I'd love to include a picture or 2 we took of the museum, but my dear daughter has them on her phone and hasn't sent them to me. I'd also love to show you the Moo Diner, a cow-themed restaurant and other snapshots we took on our short visit around town. They're all on her phone. I hope she sends them quickly. Maybe I can post a pictorial essay.

On the way out of town we stopped at an old barn that had been converted into an antiques shop. Many stores in America boast 'antiques' but most of their wares are what we would now call 'retro': only about 30 years old. As we ambled around the displays we spotted a box of well preserved magazines, among them a copy of Life from 1962 – at the height of the Cuban Missile crisis, detailing what citizens need to know about fallout shelters.
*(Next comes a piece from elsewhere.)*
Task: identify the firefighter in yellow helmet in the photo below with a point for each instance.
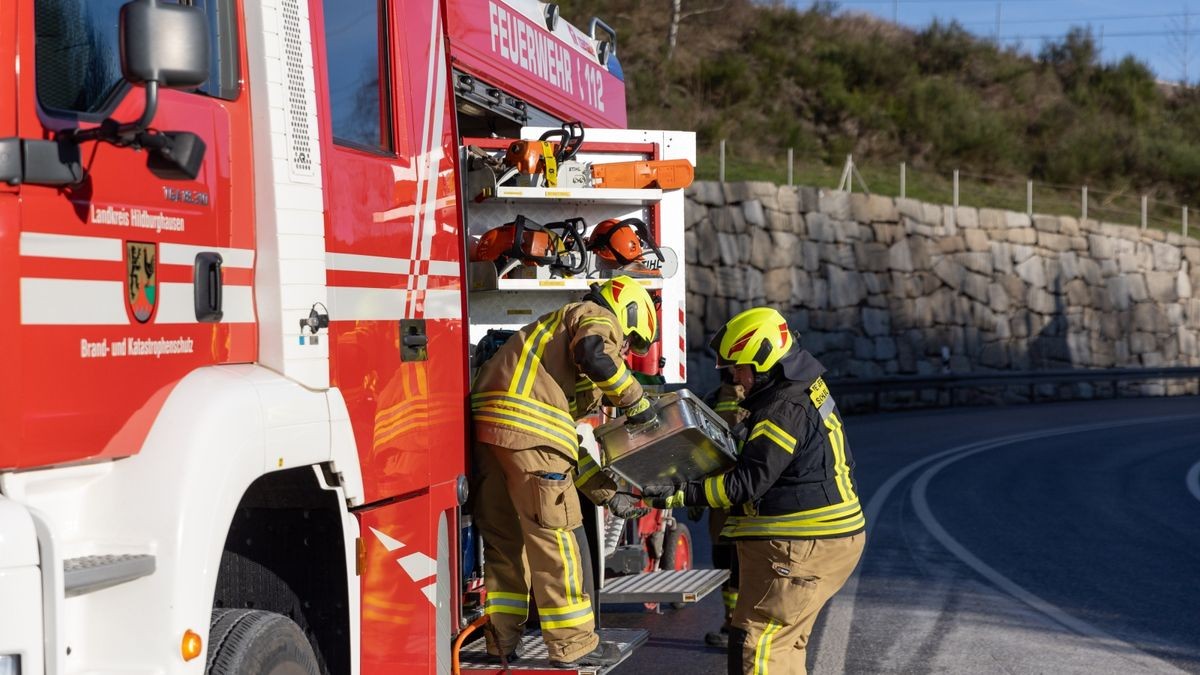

Further in the pile was a tribute to slain president Kennedy, printed December 1963. As my son-in-law's birthday was just a few days away and I know him to be a history buff, we spent a few dollars on his personal copies of historic moments.

And then we trick-wrapped them, making him believe he was getting expensive wine. Fooled him! After the laughing, he was sincerely impressed with his gift.    

A few days later, we loaded up and headed for Wilmington, a dog-friendly city. You need to know that in order to understand why Garrett, my son-in-law, was so insistent on taking the dog with us. Poor dog, doesn't get out much. Well, he doesn't go on outings but he does go out regularly, otherwise the house would be untenable!

Wilmington is older and more established than New Bern, and has much more history. Unfortunately, the weather wasn't cooperating. It started raining while still on our way there and, by the time we arrived, it was a veritable downpour. Still we gamely trooped on, walking a few blocks of the historic district.

Jenn and Garrett, having previously gone on a tour of the city, knew of the many ghost tales and hauntings. One place in particular, now and architect's office, was the site of lynchings. Across the street sat the governor's mansion, with a fine railing around the second floor veranda where prominent society people went to watch black people get hung. Rumor is that the architect's office is haunted by the spirits of all those people who met such a horrible death.

Another tale is that of the roommate who got buried alive. As the story goes, the friend/roommate of the man who died kept hearing 'go to his grave' when nobody was around to say it. After a few days he and another friend went to their roommate's grave only to find he had been buried alive! Thus the term 'graveyard shift' to describe working overnight: from that incident, a law emerged that someone must sit by the graves of newly buried bodies to make sure they are really dead.

On our way out of town we saw the USS North Carolina, a battleship that served during WWII, now permanently docked on the coast, and turned into a museum. She looked quite impressive against the leaden grey sky.

None of this serves to explain why Wilmington is such a dog-friendly city, but it certainly must be because there were so many dogs out, even in the inclement weather! 

Unfortunately, close proximity to the dog set off my allergies and the bad weather served to wear my down. By the time we arrived home I was feeling so poorly that I just went to bed, hoping to recover in time for my long bus ride to Texas, 2 days from then. I'll write you again from the bus!